Jude reminds us what the mission is – “have mercy on those who doubt; save others by snatching them out of the fire; to others show mercy  with fear, hating even the garment stained by the flesh”.  We are to snatch those who are struggling from the fire and restore them to their faith.  We can’t do it on our own, but we can be His instrument that brings them back.  “Now to him who is able to keep you from stumbling and to present you blameless”.  Jesus can keep us on the path and will present us blameless when we stand before God.  But we need to follow Him, and to receive His free gift of grace.  He is our salvation and truth.

3 John

John 3 has our writer talking about following good examples in life.  He focuses on those who are walking as Christ Followers should.  “I rejoiced greatly when the brothers came and testified to your truth, as indeed you are walking in the truth”.  Nothing pleased John more than to know that his children walk in truth.  How we live matters, not only to us, but to all those around us.  “I have no greater joy than to hear that my children are walking in the truth”. To walk in truth means to walk consistent with the truth you believe. If you believe that you are fallen, then walk in awareness of your sinfulness. If you believe you are a child of God, then walk like a child of His. If you believe you are forgiven, the walk like a person who stands pure before God Himself.

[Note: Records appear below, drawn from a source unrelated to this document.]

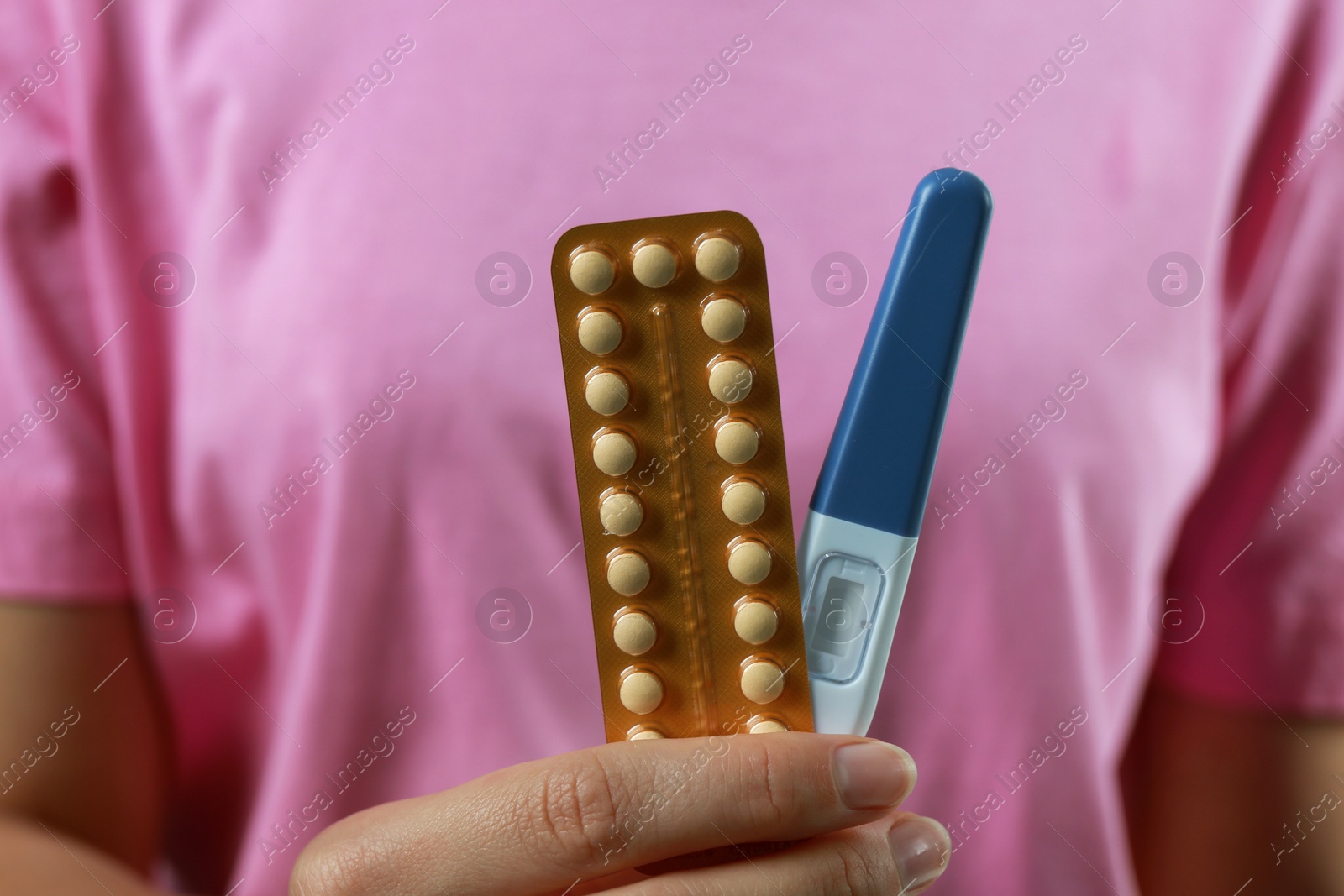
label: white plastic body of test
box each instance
[798,511,919,735]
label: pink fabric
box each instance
[0,0,1344,896]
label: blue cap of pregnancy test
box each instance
[811,168,993,537]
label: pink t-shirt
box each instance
[0,0,1344,896]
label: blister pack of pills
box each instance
[551,211,811,741]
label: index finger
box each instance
[303,732,916,893]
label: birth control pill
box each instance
[709,359,755,405]
[695,237,742,284]
[593,432,639,475]
[598,491,643,536]
[732,600,780,645]
[728,542,770,584]
[606,552,650,598]
[580,306,621,354]
[742,659,784,704]
[583,371,630,417]
[726,479,764,531]
[570,249,616,296]
[621,672,661,716]
[701,298,748,343]
[630,244,676,289]
[612,610,659,657]
[549,211,813,741]
[715,421,761,464]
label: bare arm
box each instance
[1126,686,1344,896]
[0,600,168,896]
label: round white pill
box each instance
[728,542,770,584]
[695,237,742,284]
[732,600,780,643]
[710,359,755,405]
[701,298,748,343]
[580,312,622,354]
[598,491,643,537]
[742,659,784,704]
[630,244,676,289]
[583,371,630,417]
[606,553,650,598]
[722,481,764,525]
[715,421,761,464]
[593,432,634,475]
[570,249,616,296]
[621,672,661,716]
[612,611,659,657]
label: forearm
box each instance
[1127,686,1344,896]
[0,815,180,896]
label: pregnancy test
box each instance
[798,168,992,735]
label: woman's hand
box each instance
[291,733,950,896]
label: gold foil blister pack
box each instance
[551,211,811,741]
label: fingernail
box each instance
[832,740,916,809]
[887,815,952,893]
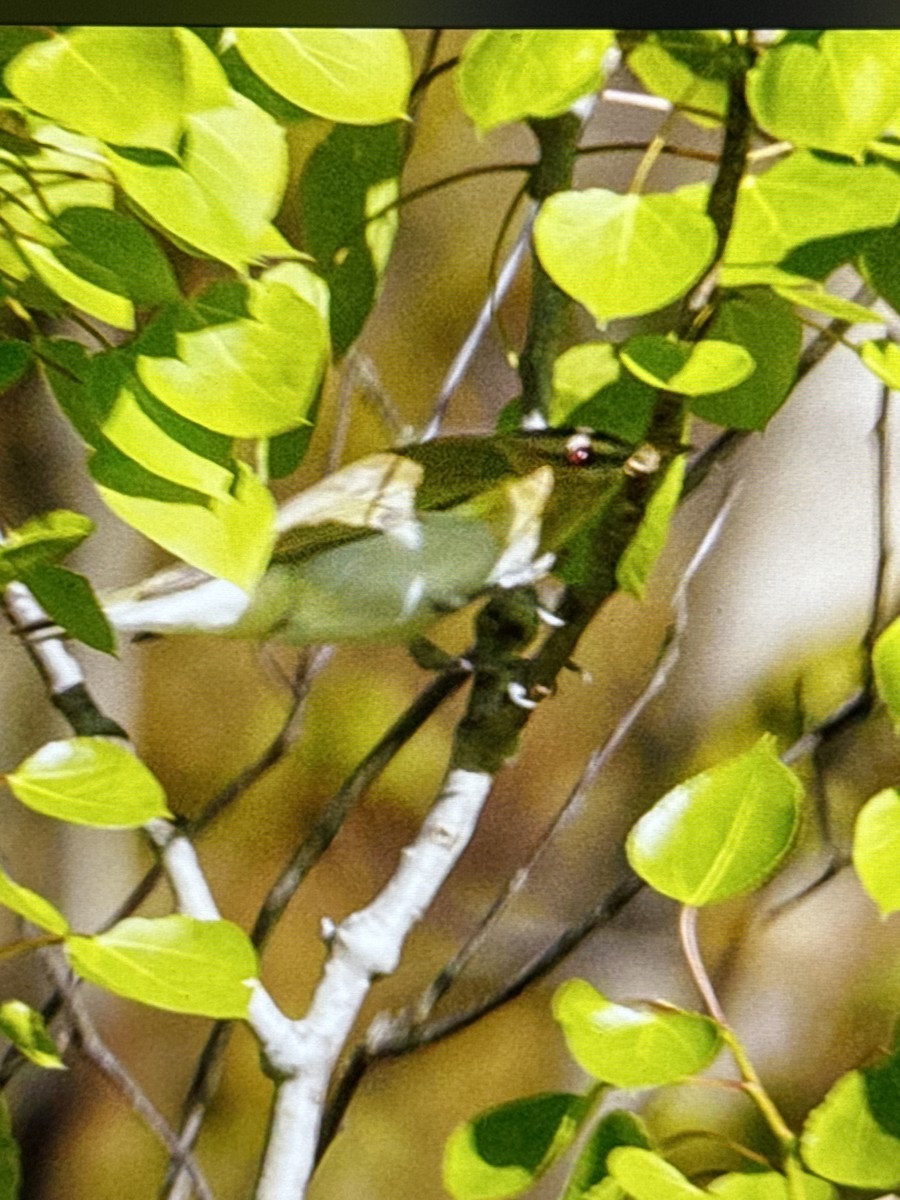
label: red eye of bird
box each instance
[565,433,596,467]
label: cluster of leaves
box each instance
[0,28,900,1200]
[444,715,900,1200]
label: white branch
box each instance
[256,769,492,1200]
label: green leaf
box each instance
[66,916,258,1020]
[534,187,715,323]
[235,29,413,125]
[563,1109,650,1200]
[800,1070,900,1188]
[5,25,228,152]
[0,509,94,583]
[54,205,180,306]
[690,288,803,430]
[857,337,900,390]
[300,121,404,358]
[724,150,900,267]
[456,29,613,133]
[553,979,720,1087]
[781,229,883,279]
[0,1100,22,1200]
[218,43,312,125]
[0,870,68,937]
[628,29,730,125]
[97,463,275,592]
[746,29,900,158]
[549,342,656,444]
[22,242,134,330]
[444,1092,584,1200]
[23,563,115,654]
[137,280,328,438]
[0,1000,66,1075]
[859,226,900,310]
[607,1146,707,1200]
[619,334,756,396]
[108,92,292,271]
[95,379,234,500]
[707,1171,838,1200]
[626,734,803,906]
[0,337,35,391]
[872,618,900,730]
[6,737,172,829]
[853,787,900,917]
[616,455,686,600]
[775,283,884,325]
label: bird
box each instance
[103,430,648,647]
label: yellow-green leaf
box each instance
[534,187,715,323]
[66,916,258,1019]
[0,1000,66,1075]
[235,28,413,125]
[6,737,172,829]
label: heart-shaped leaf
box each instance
[748,29,900,158]
[534,187,715,323]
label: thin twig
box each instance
[161,666,469,1200]
[678,904,728,1025]
[43,954,215,1200]
[421,208,536,442]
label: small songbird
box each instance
[103,430,646,646]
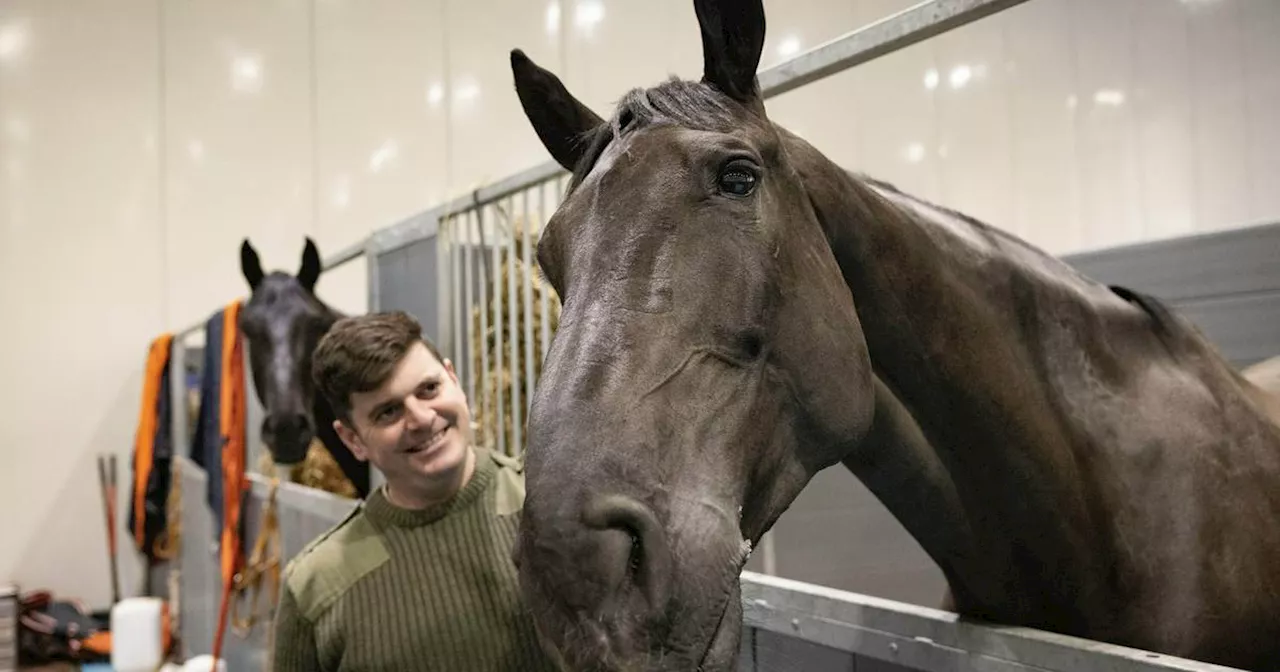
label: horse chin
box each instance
[698,580,742,672]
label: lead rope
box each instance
[230,477,280,637]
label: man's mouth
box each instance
[403,425,453,454]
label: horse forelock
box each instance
[570,77,746,189]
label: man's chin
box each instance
[408,429,470,479]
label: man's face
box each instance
[335,343,471,492]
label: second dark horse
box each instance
[239,238,369,499]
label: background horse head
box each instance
[239,238,369,497]
[512,1,873,671]
[512,0,1280,669]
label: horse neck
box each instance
[795,136,1134,623]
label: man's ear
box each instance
[511,49,604,170]
[333,420,369,462]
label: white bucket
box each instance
[111,598,164,672]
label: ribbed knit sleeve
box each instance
[271,584,320,672]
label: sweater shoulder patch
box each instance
[492,452,525,516]
[284,507,390,623]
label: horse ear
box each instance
[511,49,604,170]
[298,236,321,292]
[694,0,764,105]
[241,238,262,292]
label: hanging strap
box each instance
[230,479,282,637]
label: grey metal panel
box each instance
[1064,224,1280,367]
[742,573,1233,672]
[749,465,946,605]
[1174,291,1280,369]
[753,630,855,672]
[1062,224,1280,302]
[376,234,455,343]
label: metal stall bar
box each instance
[463,212,484,412]
[740,572,1234,672]
[520,187,535,408]
[437,213,458,366]
[759,0,1028,99]
[503,197,519,456]
[488,205,507,453]
[538,180,559,361]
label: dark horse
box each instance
[512,0,1280,671]
[239,238,369,499]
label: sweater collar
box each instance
[365,448,497,527]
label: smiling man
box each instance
[273,312,554,672]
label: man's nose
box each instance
[404,398,435,429]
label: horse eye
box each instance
[719,164,755,196]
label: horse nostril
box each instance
[582,495,671,609]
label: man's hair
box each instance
[311,311,444,426]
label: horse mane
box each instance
[570,77,741,188]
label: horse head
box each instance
[511,0,874,669]
[239,238,338,465]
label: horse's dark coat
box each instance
[512,0,1280,669]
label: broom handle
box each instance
[106,454,120,604]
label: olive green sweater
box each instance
[273,449,554,672]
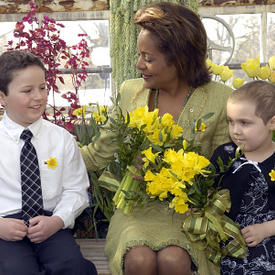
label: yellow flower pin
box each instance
[45,157,58,169]
[269,169,275,181]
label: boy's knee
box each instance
[0,259,39,275]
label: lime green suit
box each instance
[81,79,232,275]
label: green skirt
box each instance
[105,202,220,275]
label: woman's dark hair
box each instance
[0,50,46,95]
[134,2,211,88]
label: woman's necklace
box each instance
[154,87,193,109]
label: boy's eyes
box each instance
[22,86,47,94]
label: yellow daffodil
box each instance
[73,105,86,117]
[170,124,183,139]
[241,57,260,78]
[220,66,233,82]
[233,77,244,89]
[141,146,160,168]
[45,157,58,169]
[269,169,275,181]
[169,194,188,214]
[209,64,223,75]
[93,112,107,122]
[268,72,275,83]
[161,113,175,127]
[195,122,206,132]
[205,58,212,70]
[258,65,271,80]
[268,56,275,71]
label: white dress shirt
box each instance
[0,114,89,228]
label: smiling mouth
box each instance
[30,105,42,110]
[142,74,152,80]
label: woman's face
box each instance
[136,29,178,89]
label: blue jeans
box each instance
[0,213,97,275]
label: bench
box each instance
[76,239,111,275]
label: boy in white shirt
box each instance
[0,51,97,275]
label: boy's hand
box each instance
[0,218,28,241]
[241,223,267,247]
[27,216,64,243]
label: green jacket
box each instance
[80,78,232,170]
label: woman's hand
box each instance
[0,218,28,241]
[241,223,268,247]
[27,216,64,243]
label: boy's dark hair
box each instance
[229,80,275,123]
[134,2,211,88]
[0,50,46,95]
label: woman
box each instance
[82,3,231,275]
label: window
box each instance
[0,11,112,106]
[199,5,275,77]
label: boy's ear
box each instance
[0,91,6,107]
[270,116,275,131]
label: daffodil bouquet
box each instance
[101,106,246,264]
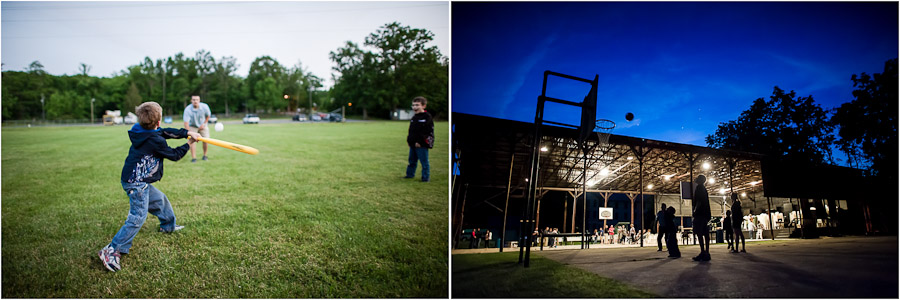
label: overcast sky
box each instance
[0,1,450,87]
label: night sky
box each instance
[451,2,898,151]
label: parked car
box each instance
[244,114,259,124]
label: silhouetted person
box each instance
[663,206,681,258]
[731,193,747,253]
[722,210,734,249]
[656,204,668,252]
[693,175,712,261]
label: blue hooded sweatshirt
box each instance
[122,124,190,183]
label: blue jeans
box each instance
[406,147,431,181]
[109,182,175,253]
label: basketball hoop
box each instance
[594,119,616,147]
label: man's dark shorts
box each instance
[693,219,709,235]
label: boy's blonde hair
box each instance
[135,101,162,130]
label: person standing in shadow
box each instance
[661,206,681,258]
[693,175,712,261]
[656,203,669,252]
[722,210,734,250]
[731,193,747,253]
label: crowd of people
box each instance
[471,175,761,261]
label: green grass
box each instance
[0,122,449,298]
[451,251,656,298]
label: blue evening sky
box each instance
[451,2,898,151]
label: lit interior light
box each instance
[600,168,609,177]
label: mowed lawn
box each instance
[451,250,657,298]
[0,121,449,298]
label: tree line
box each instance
[0,22,449,120]
[706,58,900,180]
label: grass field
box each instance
[0,122,449,298]
[451,251,656,298]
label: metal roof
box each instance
[452,113,763,195]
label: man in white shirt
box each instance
[184,95,212,162]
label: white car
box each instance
[244,114,259,124]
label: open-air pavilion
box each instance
[451,113,871,247]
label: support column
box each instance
[500,153,516,252]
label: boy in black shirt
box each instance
[98,101,200,272]
[404,96,434,182]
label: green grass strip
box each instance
[451,251,657,298]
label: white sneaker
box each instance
[97,245,122,272]
[159,225,184,233]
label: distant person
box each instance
[184,95,212,162]
[756,221,765,240]
[663,206,681,258]
[722,210,734,250]
[606,225,616,245]
[731,193,747,253]
[404,96,434,182]
[628,224,637,244]
[656,203,666,252]
[693,175,712,261]
[542,226,553,246]
[97,102,200,272]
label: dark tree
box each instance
[706,86,834,164]
[831,58,898,178]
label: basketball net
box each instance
[594,119,616,152]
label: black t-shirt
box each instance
[406,111,434,149]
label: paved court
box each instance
[528,237,898,298]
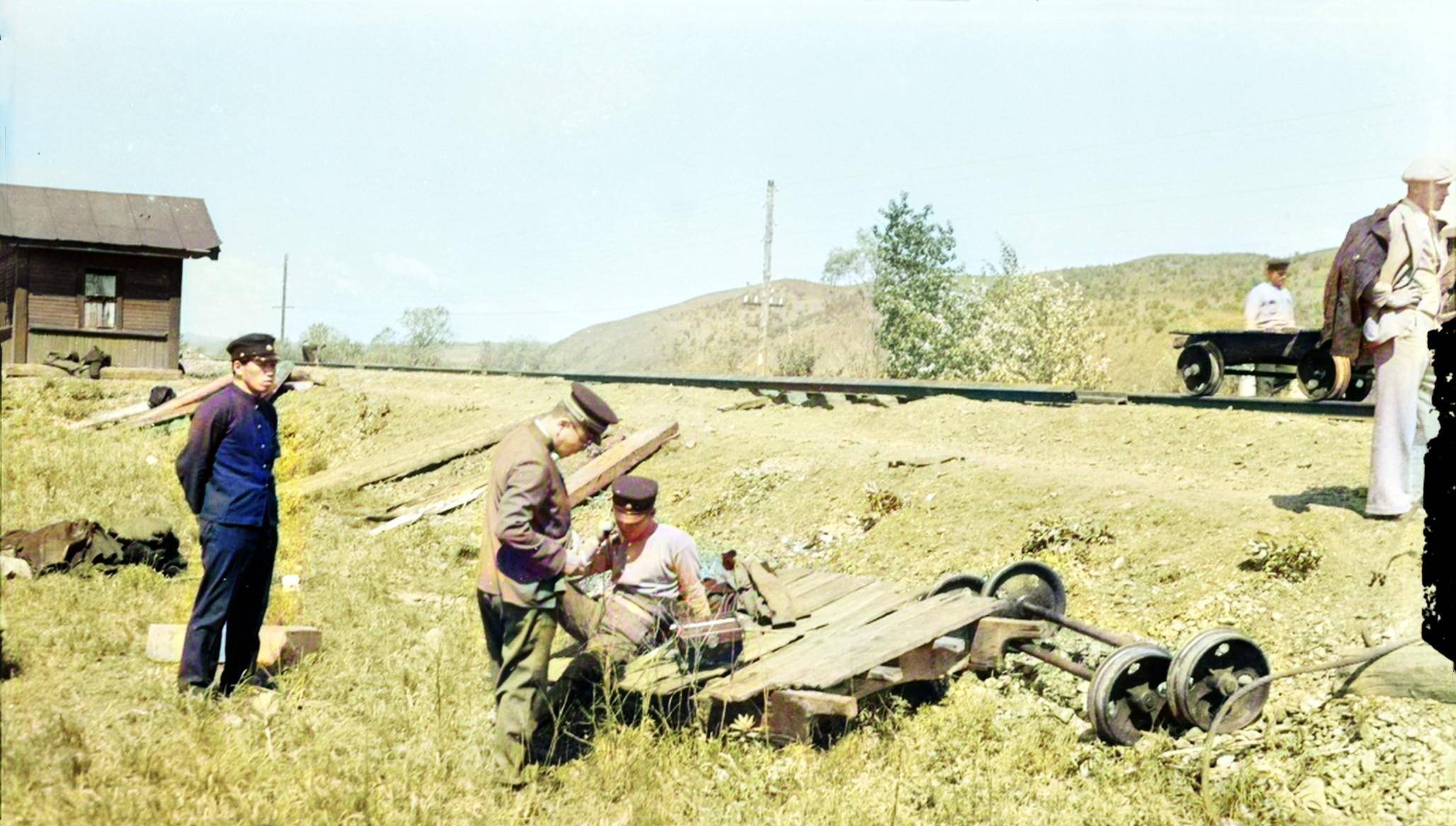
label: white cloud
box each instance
[182,255,282,339]
[374,253,450,286]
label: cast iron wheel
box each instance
[1344,369,1375,402]
[1295,347,1335,402]
[1087,643,1172,746]
[1178,342,1223,395]
[1168,628,1270,731]
[981,560,1068,620]
[920,573,986,599]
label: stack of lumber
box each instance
[370,421,677,535]
[278,417,531,496]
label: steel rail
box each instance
[310,362,1375,419]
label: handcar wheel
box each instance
[1344,369,1375,402]
[1087,643,1172,746]
[981,560,1068,620]
[1295,347,1338,402]
[1168,628,1270,731]
[920,573,986,599]
[1178,342,1223,395]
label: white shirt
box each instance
[1244,281,1299,332]
[1390,198,1446,317]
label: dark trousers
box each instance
[178,519,278,694]
[476,591,556,785]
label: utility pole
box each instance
[274,253,288,342]
[758,179,773,376]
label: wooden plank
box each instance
[794,574,875,618]
[567,421,677,508]
[763,691,859,745]
[278,417,533,496]
[773,566,814,586]
[125,373,233,428]
[622,580,911,695]
[785,570,845,602]
[370,421,677,535]
[67,402,151,431]
[1341,643,1456,702]
[744,563,798,628]
[785,591,1006,688]
[703,582,914,702]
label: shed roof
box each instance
[0,183,223,259]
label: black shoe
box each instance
[178,682,217,699]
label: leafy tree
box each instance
[364,327,402,363]
[399,307,451,365]
[871,192,965,378]
[820,230,879,285]
[301,323,364,361]
[475,339,550,369]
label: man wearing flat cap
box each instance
[1364,157,1452,519]
[176,333,281,694]
[1239,257,1299,395]
[476,384,618,785]
[557,475,710,692]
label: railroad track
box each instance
[318,362,1375,419]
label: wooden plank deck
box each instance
[552,567,1006,715]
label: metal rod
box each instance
[1006,643,1092,679]
[1021,599,1140,646]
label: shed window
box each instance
[81,272,117,330]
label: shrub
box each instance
[1239,534,1325,582]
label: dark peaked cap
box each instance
[611,475,657,513]
[227,333,278,362]
[567,383,619,439]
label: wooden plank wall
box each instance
[0,241,18,327]
[18,249,182,369]
[30,330,175,369]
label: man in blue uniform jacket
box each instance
[176,333,287,694]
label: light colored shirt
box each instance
[585,523,702,599]
[1244,281,1299,332]
[1376,198,1448,318]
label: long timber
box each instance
[310,362,1375,419]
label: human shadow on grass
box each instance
[531,679,948,767]
[1270,484,1367,515]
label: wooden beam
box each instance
[965,617,1047,670]
[865,666,906,683]
[370,421,677,535]
[567,421,677,508]
[278,417,534,496]
[1339,643,1456,702]
[743,563,798,628]
[125,376,233,428]
[763,690,859,743]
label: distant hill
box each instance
[530,250,1334,390]
[543,279,875,376]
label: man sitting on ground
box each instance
[557,475,710,688]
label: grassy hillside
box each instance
[545,279,877,376]
[1048,250,1335,391]
[0,371,1456,826]
[530,250,1334,391]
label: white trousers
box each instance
[1411,359,1440,500]
[1365,313,1435,516]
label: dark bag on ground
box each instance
[0,518,186,576]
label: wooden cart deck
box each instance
[552,569,1044,740]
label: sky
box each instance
[0,0,1456,342]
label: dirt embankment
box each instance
[0,371,1456,825]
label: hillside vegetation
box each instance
[530,250,1334,391]
[0,369,1456,826]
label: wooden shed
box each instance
[0,185,221,369]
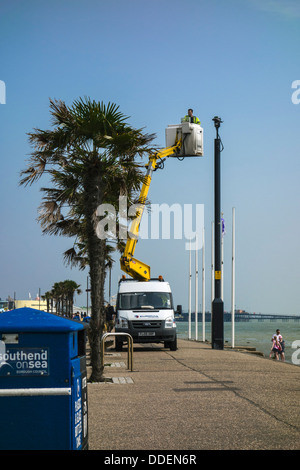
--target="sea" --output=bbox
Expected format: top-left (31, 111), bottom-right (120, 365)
top-left (176, 319), bottom-right (300, 365)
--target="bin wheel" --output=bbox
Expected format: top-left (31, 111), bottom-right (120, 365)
top-left (169, 336), bottom-right (177, 351)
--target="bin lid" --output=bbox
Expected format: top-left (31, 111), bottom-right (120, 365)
top-left (0, 307), bottom-right (85, 333)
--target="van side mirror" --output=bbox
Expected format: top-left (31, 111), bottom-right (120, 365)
top-left (176, 305), bottom-right (182, 315)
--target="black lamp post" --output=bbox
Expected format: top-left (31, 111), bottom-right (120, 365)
top-left (211, 116), bottom-right (224, 349)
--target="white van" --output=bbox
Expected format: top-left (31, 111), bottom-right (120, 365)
top-left (115, 279), bottom-right (177, 351)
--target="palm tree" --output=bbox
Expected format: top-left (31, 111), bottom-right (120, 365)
top-left (20, 98), bottom-right (153, 381)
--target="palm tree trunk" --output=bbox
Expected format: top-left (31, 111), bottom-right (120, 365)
top-left (85, 168), bottom-right (106, 382)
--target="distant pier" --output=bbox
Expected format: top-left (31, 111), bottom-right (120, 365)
top-left (176, 312), bottom-right (300, 322)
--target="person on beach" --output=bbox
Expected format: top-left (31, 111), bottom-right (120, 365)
top-left (272, 329), bottom-right (285, 362)
top-left (278, 336), bottom-right (285, 362)
top-left (269, 335), bottom-right (281, 361)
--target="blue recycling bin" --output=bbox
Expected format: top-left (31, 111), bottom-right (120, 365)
top-left (0, 308), bottom-right (88, 450)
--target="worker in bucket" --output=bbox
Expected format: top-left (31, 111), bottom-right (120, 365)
top-left (181, 108), bottom-right (201, 125)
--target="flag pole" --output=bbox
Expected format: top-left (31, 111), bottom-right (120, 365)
top-left (231, 207), bottom-right (235, 348)
top-left (189, 239), bottom-right (192, 339)
top-left (195, 234), bottom-right (198, 341)
top-left (202, 227), bottom-right (205, 342)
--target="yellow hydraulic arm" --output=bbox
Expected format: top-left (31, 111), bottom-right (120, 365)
top-left (120, 139), bottom-right (182, 281)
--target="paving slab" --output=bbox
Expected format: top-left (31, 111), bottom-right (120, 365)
top-left (88, 340), bottom-right (300, 451)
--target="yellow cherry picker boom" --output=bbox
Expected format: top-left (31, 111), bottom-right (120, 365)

But Gaius, the recipient of this letter, was doing more than walking in truth. Gaius practices the command to love one another. “Beloved, it is a faithful thing you do in all your efforts for these brothers, strangers as they are, who testified to your love before the church. You will do well to send them on their journey in a manner worthy of God”. John praised Gaius for his hospitality. This may seem somewhat trivial to us, but it is not to God. This is a practical way to live out the command to love one another; it is love in action.  Love is not a feeling.  It is action.

John challenges Gaius to also be a sender.  He’s not only praised for receiving those who came to worship in truth, but is to send people out to carry and share the good news, not merely with a farewell, but with support so they can carry on the mission of Jesus Christ.  “We ought to support people like these, that we may be fellow workers for the truth”.  John prays for the prosperity of Gaius because he used his resources in a godly way, being a blessing to others. If God blessed him with more, others would be blessed more also.

John warns of some bad eggs in the church.  It’s never easy to be a Christ Follower, as the enemy is always stirring things and trying to disrupt the world we live in. John warns us to walk in the truth, just as he started with praise in the first part of this letter for Gaius. “Beloved, do not imitate evil but imitate good. Whoever does good is from God; whoever does evil has not seen God”.  John winds down his letter with a stern warning to do what is good – it should be an outcome of our faith.  How we live doesn’t save us, but it does indicate our heart and where we are in relationship with God.